Source : Cass. civ. 1ère, 9 mars 2016, n°15-18.899, F-P+B+I
En l’espèce, un particulier souscrit en 2010 deux crédits immobiliers auprès d’une banque, et adhère pour l’occasion à deux contrats d’assurance groupe. En 2012, l’emprunteur notifie à la banque la résiliation des contrats d’assurance, et propose une substitution desdits contrats. L’établissement de crédit refusant cette substitution, il assigne celui-ci et les assureurs aux fins de voir constater la résiliation des contrats sur le fondement de l’article L.113-12 du Code des assurances, et de les voir condamner à payer des dommages-intérêts.
En défense, banque et assurances opposent les dispositions de l’article L.312-9 du Code de la consommation, texte spécial applicable à l’espèce, et prévoyant notamment une faculté de résiliation par l’emprunteur du contrat d’assurance groupe souscrit en garantie d’un crédit immobilier, durant les douze premiers mois du contrat. Au-delà, la résiliation n’est plus possible. L’article L.113-12 du Code des assurances, prévoyant un droit de résiliation du contrat d’assurance par le souscripteur à la date anniversaire dudit contrat, est un texte général, qui n’a pas vocation à s’appliquer aux résiliations des contrats d’assurance groupe souscrits dans le cadre d’un crédit immobilier.
La Cour d’appel de Bordeaux confirme pourtant le jugement de première instance.
La banque et les assureurs forment un pourvoi en cassation. Reprenant l’argumentation de la banque et des assureurs précitée, la Haute juridiction casse et annule l’arrêt d’appel, en vertu du principe selon lequel les lois spéciales dérogent aux lois générales (en latin : « Specalia generalibus derogant »).
La solution n’allait pas forcément de soi, puisque le litige est né entre la loi n°2010-737 du 1er juillet 2010 (dite « loi Lagarde ») et la loi n°2014-344 du 17 mars 2014 (dite « loi Hamon »), période pendant laquelle aucun texte spécial ne dérogeait au texte général quant à une faculté de résiliation du contrat d’assurance groupe par l’emprunteur dans le cadre d’un crédit immobilier (seule la faculté de substitution était envisagée). En effet, la loi de 2014 s’appliqueaux contrats souscrits à compter du 26 juillet 2014 (article 54 VI de la loi).

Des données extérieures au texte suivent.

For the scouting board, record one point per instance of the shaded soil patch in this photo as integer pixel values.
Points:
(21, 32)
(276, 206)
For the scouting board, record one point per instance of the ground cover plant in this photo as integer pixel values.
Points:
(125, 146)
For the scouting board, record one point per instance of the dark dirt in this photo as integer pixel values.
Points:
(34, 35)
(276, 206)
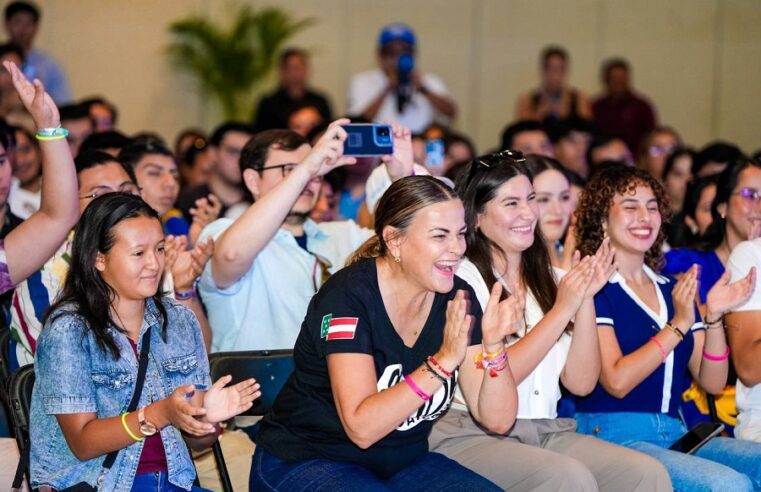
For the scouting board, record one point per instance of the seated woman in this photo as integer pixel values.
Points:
(381, 348)
(554, 206)
(542, 451)
(736, 212)
(652, 339)
(87, 373)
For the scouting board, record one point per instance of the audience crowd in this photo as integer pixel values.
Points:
(552, 314)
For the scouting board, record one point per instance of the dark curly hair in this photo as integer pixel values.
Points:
(597, 198)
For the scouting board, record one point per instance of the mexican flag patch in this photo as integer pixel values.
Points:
(338, 328)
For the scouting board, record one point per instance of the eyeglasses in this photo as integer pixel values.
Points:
(130, 188)
(490, 161)
(749, 194)
(286, 169)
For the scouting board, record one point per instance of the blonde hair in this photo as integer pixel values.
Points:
(398, 206)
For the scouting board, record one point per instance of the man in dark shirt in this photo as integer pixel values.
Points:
(620, 112)
(292, 92)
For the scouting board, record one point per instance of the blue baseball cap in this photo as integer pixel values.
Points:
(397, 32)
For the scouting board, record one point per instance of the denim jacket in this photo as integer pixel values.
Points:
(73, 375)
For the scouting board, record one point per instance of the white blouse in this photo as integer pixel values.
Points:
(539, 392)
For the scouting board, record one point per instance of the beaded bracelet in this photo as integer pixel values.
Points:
(414, 387)
(676, 331)
(56, 133)
(660, 347)
(126, 427)
(716, 358)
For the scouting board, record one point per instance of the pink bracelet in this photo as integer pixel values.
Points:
(660, 347)
(717, 358)
(414, 387)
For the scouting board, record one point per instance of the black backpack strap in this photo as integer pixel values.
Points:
(141, 370)
(21, 469)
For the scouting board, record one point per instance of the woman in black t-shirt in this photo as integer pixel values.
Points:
(378, 357)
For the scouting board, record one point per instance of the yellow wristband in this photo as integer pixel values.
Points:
(126, 427)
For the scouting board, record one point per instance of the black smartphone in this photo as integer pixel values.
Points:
(697, 437)
(365, 139)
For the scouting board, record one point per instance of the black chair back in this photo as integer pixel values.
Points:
(270, 368)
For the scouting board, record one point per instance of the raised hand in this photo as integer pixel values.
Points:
(400, 163)
(179, 411)
(187, 266)
(573, 286)
(604, 267)
(501, 318)
(224, 402)
(206, 210)
(724, 296)
(456, 332)
(327, 153)
(32, 94)
(683, 296)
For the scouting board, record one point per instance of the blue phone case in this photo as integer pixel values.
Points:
(366, 139)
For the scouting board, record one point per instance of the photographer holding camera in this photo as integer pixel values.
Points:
(397, 91)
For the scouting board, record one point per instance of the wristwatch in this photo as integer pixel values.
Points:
(146, 428)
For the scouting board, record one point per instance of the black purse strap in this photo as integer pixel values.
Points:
(142, 368)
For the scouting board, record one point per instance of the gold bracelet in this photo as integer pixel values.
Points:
(126, 427)
(676, 331)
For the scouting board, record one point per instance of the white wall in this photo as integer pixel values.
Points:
(698, 60)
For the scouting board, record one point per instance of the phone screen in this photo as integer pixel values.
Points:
(697, 437)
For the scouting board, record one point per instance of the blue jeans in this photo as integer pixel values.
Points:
(157, 481)
(721, 464)
(432, 471)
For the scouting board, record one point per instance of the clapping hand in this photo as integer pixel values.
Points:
(501, 318)
(724, 296)
(683, 296)
(186, 266)
(224, 402)
(604, 266)
(32, 94)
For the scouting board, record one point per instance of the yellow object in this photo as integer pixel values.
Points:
(726, 409)
(126, 427)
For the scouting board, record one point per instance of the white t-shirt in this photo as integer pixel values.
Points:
(539, 393)
(23, 203)
(419, 113)
(744, 256)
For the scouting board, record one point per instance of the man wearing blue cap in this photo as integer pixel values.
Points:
(396, 91)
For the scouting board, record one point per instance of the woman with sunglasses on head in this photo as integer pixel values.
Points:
(380, 351)
(652, 338)
(736, 213)
(122, 378)
(556, 343)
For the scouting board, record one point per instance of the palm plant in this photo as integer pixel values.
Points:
(230, 63)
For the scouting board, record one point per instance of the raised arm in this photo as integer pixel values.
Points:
(237, 248)
(35, 240)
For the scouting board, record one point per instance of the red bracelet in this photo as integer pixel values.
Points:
(414, 387)
(716, 358)
(660, 347)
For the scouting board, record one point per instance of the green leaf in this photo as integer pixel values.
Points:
(230, 62)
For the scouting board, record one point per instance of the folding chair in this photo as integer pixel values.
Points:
(20, 396)
(270, 368)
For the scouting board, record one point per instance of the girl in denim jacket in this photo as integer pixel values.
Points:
(87, 361)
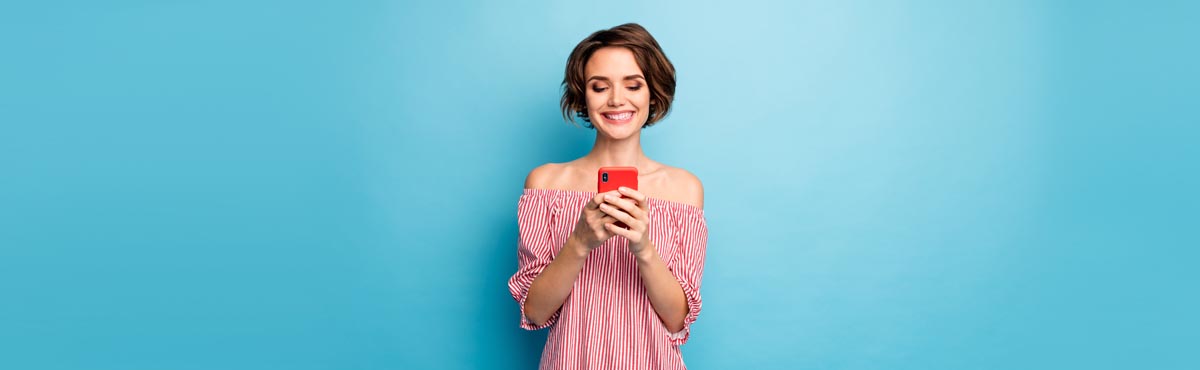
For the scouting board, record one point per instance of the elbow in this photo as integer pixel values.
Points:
(676, 327)
(534, 317)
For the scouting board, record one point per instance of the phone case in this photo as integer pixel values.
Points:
(611, 178)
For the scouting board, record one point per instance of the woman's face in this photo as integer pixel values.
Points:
(618, 97)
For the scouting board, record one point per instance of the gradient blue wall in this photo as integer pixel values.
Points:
(889, 184)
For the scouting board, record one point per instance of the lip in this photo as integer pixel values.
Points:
(629, 117)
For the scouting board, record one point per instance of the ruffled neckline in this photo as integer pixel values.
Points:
(586, 195)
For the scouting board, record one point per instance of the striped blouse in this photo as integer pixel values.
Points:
(607, 321)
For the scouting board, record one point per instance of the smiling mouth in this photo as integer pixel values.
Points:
(618, 117)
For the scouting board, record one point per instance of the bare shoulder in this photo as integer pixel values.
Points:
(685, 186)
(545, 175)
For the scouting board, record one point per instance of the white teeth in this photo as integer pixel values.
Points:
(619, 115)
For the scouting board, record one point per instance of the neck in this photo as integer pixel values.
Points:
(609, 151)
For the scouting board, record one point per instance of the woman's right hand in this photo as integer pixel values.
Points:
(589, 231)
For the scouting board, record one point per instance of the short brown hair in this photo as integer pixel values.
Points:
(658, 69)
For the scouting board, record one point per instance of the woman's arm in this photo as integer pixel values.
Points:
(666, 294)
(551, 288)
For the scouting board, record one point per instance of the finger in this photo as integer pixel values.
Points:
(607, 219)
(633, 194)
(627, 206)
(595, 201)
(621, 215)
(617, 231)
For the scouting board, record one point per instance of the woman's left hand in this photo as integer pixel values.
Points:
(635, 215)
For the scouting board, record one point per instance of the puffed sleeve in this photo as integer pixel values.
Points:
(688, 266)
(535, 250)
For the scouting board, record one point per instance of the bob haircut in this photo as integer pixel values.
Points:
(655, 66)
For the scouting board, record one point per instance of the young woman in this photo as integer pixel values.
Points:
(613, 298)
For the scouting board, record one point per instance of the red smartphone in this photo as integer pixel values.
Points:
(610, 178)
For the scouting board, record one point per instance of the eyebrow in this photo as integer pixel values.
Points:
(627, 77)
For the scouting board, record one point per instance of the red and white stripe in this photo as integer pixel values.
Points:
(607, 321)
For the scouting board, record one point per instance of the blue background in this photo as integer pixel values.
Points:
(334, 185)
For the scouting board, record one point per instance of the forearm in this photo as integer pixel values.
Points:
(551, 288)
(666, 296)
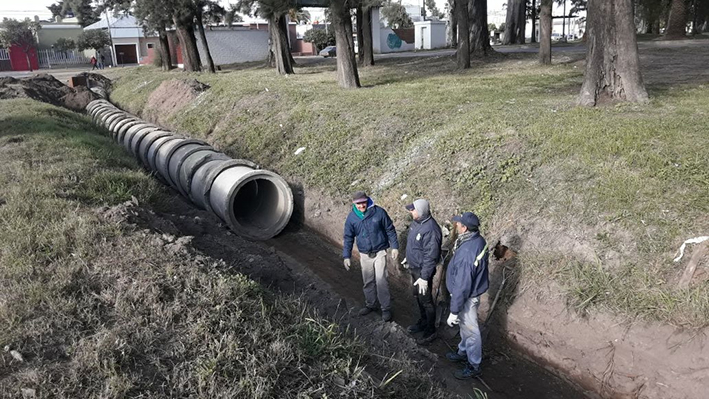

La question de l’application de la loi dans le temps se posait également pour les Hauts magistrats.
La Cour d’appel de Douai a encore récemment jugé en sens contraire[1], considérant que l’assurance emprunteur pouvait être résiliée annuellement car, s’agissant d’une assurance vie mixte, l’article L.113-12 du Code des assurances prévoyant une faculté de résiliation à échéance annuelle devait s’appliquer.
La réponse est aujourd’hui claire, et les juges du fond devront à l’avenir se conformer à la position de la Cour de cassation.
Il est à noter qu’à compter du 1er juillet 2016, l’article L.312-9 alinéa 5 du Code de la consommation deviendra l’article L.313-15 (ordonnance n°2016-301 du 14 mars 2016 relative à la partie législative du code de la consommation). La recodification du Code de la consommation se faisant à droit constant, la jurisprudence ci-avant commentée sera toujours applicable.